Hi I ran into a daft crashes in sql_scan.py:221 wi...
# general
p
Hi I ran into a daft crashes in sql_scan.py:221 with the TypeError: unsupported operand type(s) for -: 'NoneType' and 'NoneType'. The code at that line: range_size = (max_val - min_val) / num_scan_tasks. This happens when the table is empty. Should default max_val and min_val to 0 in this case and return bound as 0? In any case, it should through exception as empty table are valid use case. The collect should just return an empty daft data frame, right?
d
Any chance you could provide a sample query?
p
The query is pretty simple: SELECT * FROM mydb.myschema.mytable with mytable contains an id column which is used as partitition_col and num of partitions set to 1. for daft.read_sql. The database is MS SQL server and I am using SqlAlchemy. I verified the table indeed empty.
c
Yeah, we should be able to return an empty DataFrame. And in the case where the min/max are None, we should default to just reading with 1 partition. However, It's interesting that Daft is still calculating partition bounds even though
num_partitions=1
, could you try removing it and see if it works?
p
Yeh, I can remove both partition_col and num_partitions.
I'm sorry, the num_partitions that I passed is 2 instead of 1 which makes sense why there are 2 scan tasks.
This explains why daft is calculating bound, but we will probably need to guard against empty tables regardless if what value num_partitions is set.
👍 1
@Colin Ho will this issue be addressed in the upcoming release?
d
I took a quick look, seems like a small fix. I can send out a pr shortly that'll meet monday's release
🙌 1
Capping the number of scan tasks, which shouldn't exceed the number of rows in a table: https://github.com/Eventual-Inc/Daft/pull/2885
🙏 1
p
Hi @Desmond Cheong want to give a quick update. I just verified the fix. It is working. Thanks!
d
Awesome, glad to hear it 🙂
p
Now I'm having another crash. Not sure if this is a bug. This time it is crashing at daft/table/micropartition.py#117. It complains about schema mismatch with builtin method concat. The exact error message: daft.exceptioon.DaftCoreException: DaftError::SchemaMismatch MicroPartition concat requires all scheam to match, Colum Name | Type path | Null ------------------------- Column Name | Type path | Utf8 My guess this is also related to the num_partition where if some partitions are empty, there will be no files written to destination, hence paths will be Null for the partition. When Daft try to concat the path together, we throw the above exception.
d
Hmm yeah, that sounds like what might be happening. The SQL database also doesn't return proper type information if there are no rows, which doesn't help. I'll take a look. As a temporary workaround, could you filter out tables with no rows before the concat?
c
Another workaround would be to pass in a 'schema hint', example:
Copy code
schema = {
        "path": daft.DataType.string(),  # This should override the "path" column to be a String
    }
    df = daft.read_sql(f"SELECT * FROM TABLE", create_conn, schema=schema)

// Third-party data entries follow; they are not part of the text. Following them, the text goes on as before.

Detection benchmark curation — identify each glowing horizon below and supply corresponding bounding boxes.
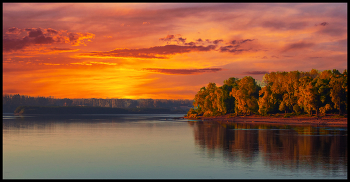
[3,3,347,99]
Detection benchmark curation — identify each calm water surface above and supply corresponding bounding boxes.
[3,114,348,179]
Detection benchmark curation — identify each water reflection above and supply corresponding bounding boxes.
[189,122,348,175]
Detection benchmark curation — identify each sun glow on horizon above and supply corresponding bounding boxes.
[3,3,347,99]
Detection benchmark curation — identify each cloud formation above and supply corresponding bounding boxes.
[143,68,222,75]
[281,41,315,52]
[80,45,216,59]
[3,27,95,52]
[243,71,270,75]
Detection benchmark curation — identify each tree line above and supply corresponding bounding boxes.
[3,94,193,113]
[187,69,348,117]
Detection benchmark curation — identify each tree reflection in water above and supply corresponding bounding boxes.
[189,121,348,172]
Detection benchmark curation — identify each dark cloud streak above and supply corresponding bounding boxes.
[143,68,222,75]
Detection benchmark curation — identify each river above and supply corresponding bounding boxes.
[3,113,348,179]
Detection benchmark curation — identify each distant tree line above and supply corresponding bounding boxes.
[3,94,193,113]
[187,69,348,117]
[14,106,176,114]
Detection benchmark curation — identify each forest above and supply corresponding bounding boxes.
[2,94,193,113]
[187,69,348,118]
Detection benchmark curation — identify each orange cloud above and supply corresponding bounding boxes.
[3,27,95,52]
[143,68,222,75]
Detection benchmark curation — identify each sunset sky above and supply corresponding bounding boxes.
[3,3,347,99]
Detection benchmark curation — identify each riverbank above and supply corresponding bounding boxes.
[14,106,184,115]
[184,114,348,127]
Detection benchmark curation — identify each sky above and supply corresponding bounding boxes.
[3,3,347,99]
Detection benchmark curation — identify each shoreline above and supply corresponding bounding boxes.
[184,114,348,127]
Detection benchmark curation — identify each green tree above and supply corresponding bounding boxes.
[230,76,261,115]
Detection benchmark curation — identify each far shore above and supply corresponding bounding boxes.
[184,114,348,127]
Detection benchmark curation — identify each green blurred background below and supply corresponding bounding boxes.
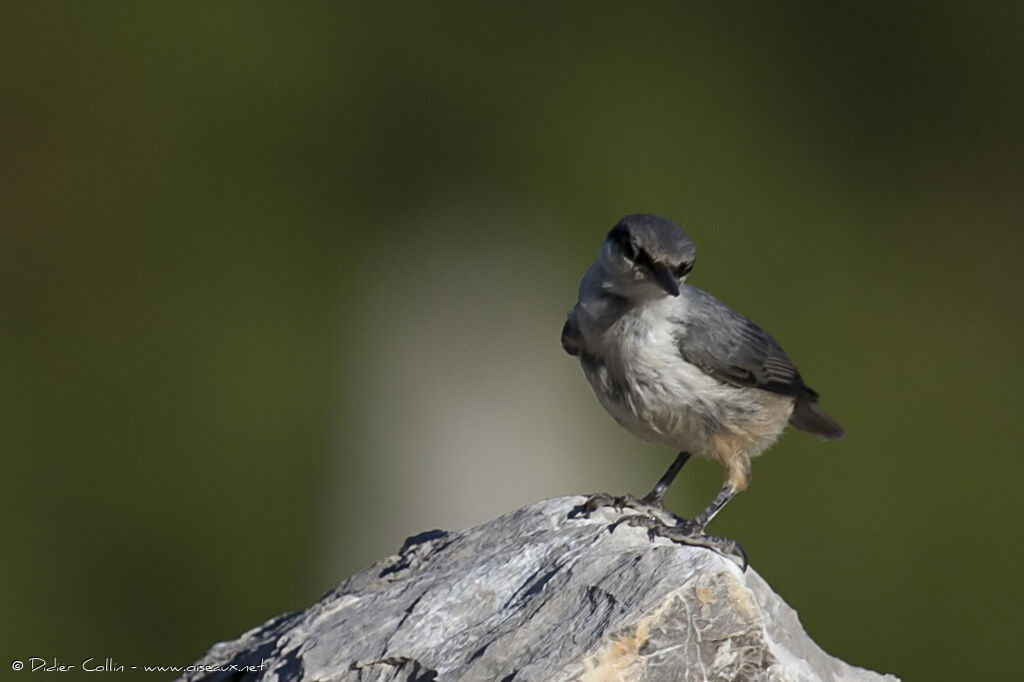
[0,2,1024,680]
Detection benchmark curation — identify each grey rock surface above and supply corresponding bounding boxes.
[180,497,896,682]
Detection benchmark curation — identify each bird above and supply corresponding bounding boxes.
[561,214,844,570]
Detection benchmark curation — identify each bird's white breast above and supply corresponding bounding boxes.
[581,297,794,461]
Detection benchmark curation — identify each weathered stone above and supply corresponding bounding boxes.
[182,498,896,682]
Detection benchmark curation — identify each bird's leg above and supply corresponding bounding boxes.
[572,453,690,518]
[641,453,690,508]
[620,457,751,570]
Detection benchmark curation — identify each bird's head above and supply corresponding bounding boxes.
[591,213,696,300]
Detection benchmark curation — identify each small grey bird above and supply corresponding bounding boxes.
[562,214,843,568]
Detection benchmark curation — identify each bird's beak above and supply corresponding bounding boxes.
[650,263,679,296]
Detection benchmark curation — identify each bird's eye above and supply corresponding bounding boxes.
[622,240,640,261]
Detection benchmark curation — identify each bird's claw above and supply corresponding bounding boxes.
[569,493,748,571]
[615,514,748,571]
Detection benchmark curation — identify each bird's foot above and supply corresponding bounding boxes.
[569,493,686,522]
[612,514,748,571]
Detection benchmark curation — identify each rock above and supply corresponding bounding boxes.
[180,497,896,682]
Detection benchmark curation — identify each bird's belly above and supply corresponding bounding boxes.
[584,353,794,463]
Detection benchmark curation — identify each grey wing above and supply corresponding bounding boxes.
[677,287,818,400]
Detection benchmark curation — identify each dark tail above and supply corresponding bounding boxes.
[790,397,846,440]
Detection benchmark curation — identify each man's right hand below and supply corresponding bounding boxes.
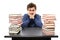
[28,14,35,19]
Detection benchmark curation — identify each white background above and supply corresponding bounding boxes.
[0,0,60,40]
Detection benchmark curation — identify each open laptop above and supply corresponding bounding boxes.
[20,27,42,37]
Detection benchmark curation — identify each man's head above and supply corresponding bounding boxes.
[27,3,36,15]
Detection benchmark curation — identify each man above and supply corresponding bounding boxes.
[21,3,42,28]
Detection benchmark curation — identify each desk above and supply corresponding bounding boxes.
[4,27,58,40]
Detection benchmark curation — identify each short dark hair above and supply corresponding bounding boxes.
[27,3,36,10]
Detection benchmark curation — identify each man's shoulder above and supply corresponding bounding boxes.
[36,14,41,17]
[24,14,28,16]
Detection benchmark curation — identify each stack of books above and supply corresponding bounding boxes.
[43,14,56,35]
[9,14,22,35]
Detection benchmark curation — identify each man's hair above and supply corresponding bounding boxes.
[27,3,36,10]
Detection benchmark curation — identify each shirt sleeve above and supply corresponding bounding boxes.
[35,15,43,27]
[21,14,30,27]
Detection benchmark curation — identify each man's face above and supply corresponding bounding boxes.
[27,7,36,15]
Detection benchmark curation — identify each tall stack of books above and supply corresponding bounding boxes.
[9,14,22,35]
[43,14,56,35]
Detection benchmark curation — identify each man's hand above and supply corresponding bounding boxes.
[28,14,35,19]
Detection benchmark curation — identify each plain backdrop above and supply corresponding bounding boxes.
[0,0,60,40]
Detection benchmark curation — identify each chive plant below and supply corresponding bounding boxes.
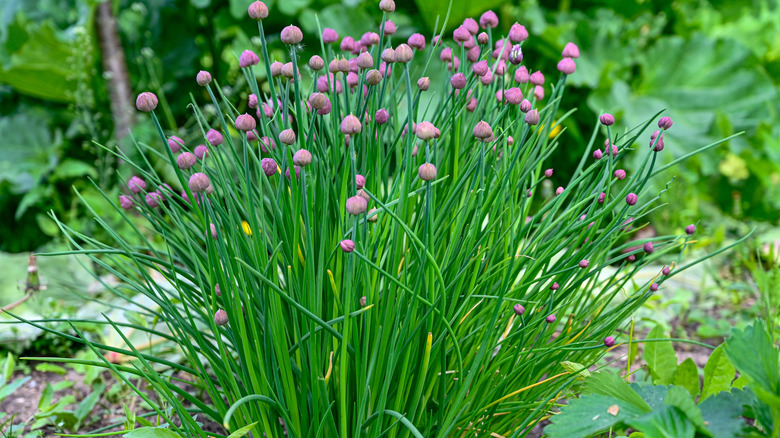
[10,0,744,438]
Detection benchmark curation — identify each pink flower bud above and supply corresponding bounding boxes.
[417,163,437,181]
[558,58,577,75]
[135,91,158,113]
[407,33,425,50]
[249,1,268,21]
[509,23,528,43]
[346,196,368,216]
[479,11,498,29]
[238,50,260,68]
[195,70,211,87]
[127,176,146,195]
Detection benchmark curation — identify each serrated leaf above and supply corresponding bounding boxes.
[561,360,590,381]
[228,421,257,438]
[642,325,677,385]
[124,427,181,438]
[699,389,752,438]
[583,370,652,412]
[626,405,696,438]
[544,394,644,438]
[700,345,736,401]
[673,358,701,398]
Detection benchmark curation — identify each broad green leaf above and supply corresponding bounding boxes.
[626,405,696,438]
[228,421,257,438]
[699,389,752,438]
[673,358,701,398]
[701,345,736,401]
[724,322,780,398]
[583,370,652,412]
[124,427,180,438]
[642,325,677,385]
[544,394,644,438]
[561,361,590,381]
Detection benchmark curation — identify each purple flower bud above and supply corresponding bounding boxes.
[374,108,390,125]
[561,43,580,58]
[119,195,135,210]
[279,128,295,144]
[528,71,544,85]
[127,176,146,194]
[135,91,158,113]
[450,73,466,90]
[176,152,198,170]
[168,135,184,154]
[346,196,368,216]
[417,163,436,181]
[195,70,211,87]
[515,65,531,84]
[525,109,539,125]
[558,58,577,75]
[534,85,544,100]
[452,25,473,44]
[188,172,211,193]
[339,239,355,253]
[379,0,395,12]
[509,23,528,43]
[206,129,225,146]
[235,114,257,132]
[507,44,523,65]
[341,114,363,135]
[322,27,339,44]
[260,158,279,177]
[238,50,260,68]
[280,25,303,44]
[146,192,162,208]
[407,33,425,50]
[479,11,498,29]
[214,309,228,326]
[474,120,493,141]
[193,144,209,160]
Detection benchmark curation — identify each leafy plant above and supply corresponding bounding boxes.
[6,1,748,438]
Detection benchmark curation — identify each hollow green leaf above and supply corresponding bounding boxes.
[701,345,736,401]
[672,358,701,398]
[642,325,677,385]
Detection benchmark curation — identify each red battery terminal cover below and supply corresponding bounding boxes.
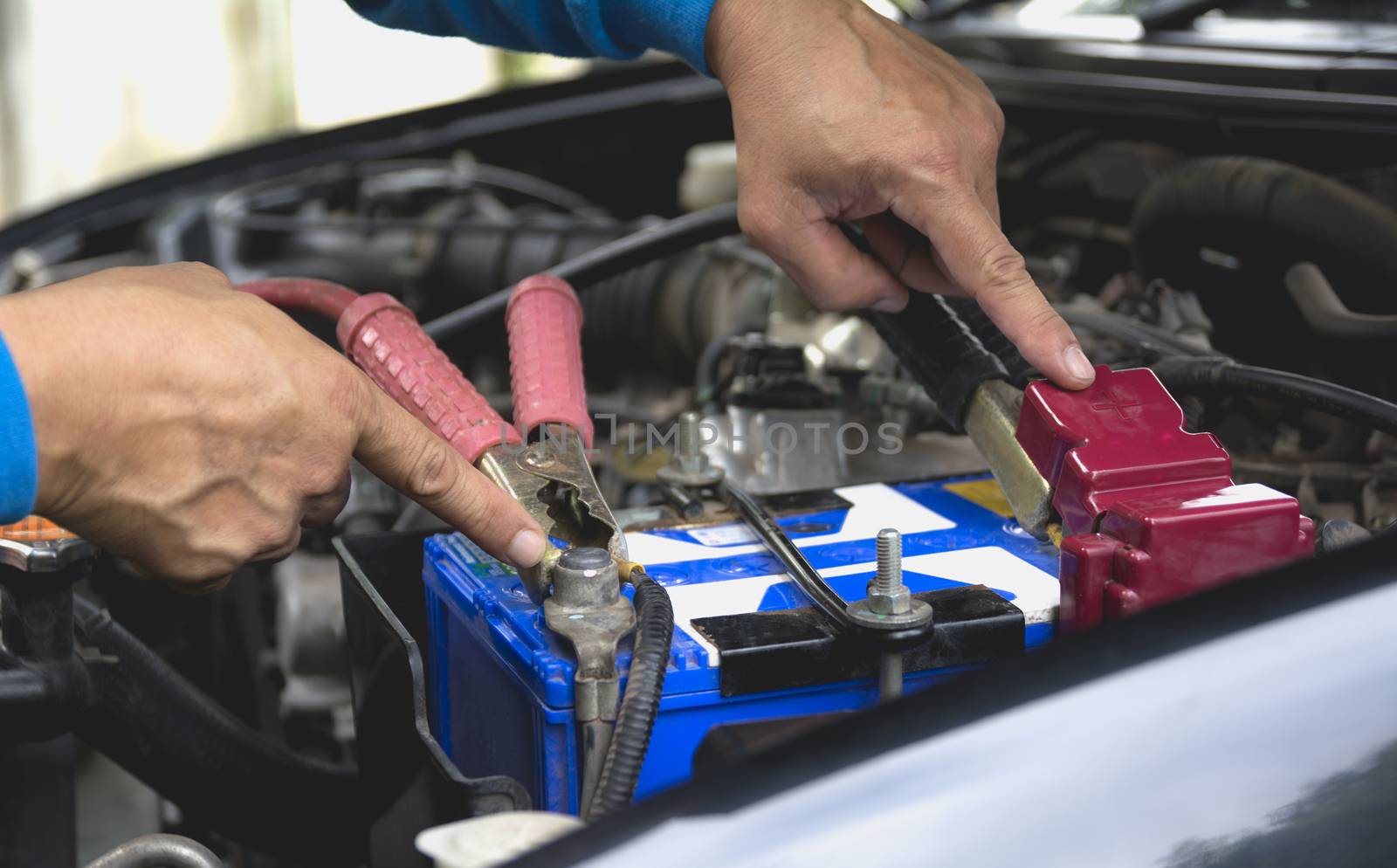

which should help override the column type for 'path' to always be a String
p
In my query, I provided the schema, so I am not sure if this "Schema" mismatch is for database schema. My table doesn't have a column "path" either. I assume this is pure Daft thing. When Daft write_parquet is called. It will write 1 or more files to the s3 bucket. It will record the files written in the "path' column of the write_parquet return daft dataframe. Each microparitition will have a daft dataframe. The final dataframe retuned by the write_parquet to user is the concatenation of all the dataframe from each micropartition.
c
Ooohhh I see, so it is a
write_parquet
issue then. Got it.
I actually got a simple reproduction of this: 😅
Copy code
import daft

df = daft.from_pydict({"foo": [1, 2, 3], "bar": ["a", "b", "c"]}).into_partitions(4).write_parquet("z"))
print(df)
The issue here is that we need to make the column type for 'path' to be String, even if there's no files written, this should be a simple fix.
👍 1
🙌 2
p
Needless to say that this fix might need to be replicated to other write_xxxx calls unless the underlying code is shared/reused across all write variants. That way we only need to fix a single place.
👍 1
c
Forgot to mention, but reading / writing empty partitions should be fixed in the latest release!
p
That is great. Thanks you @Colin Ho!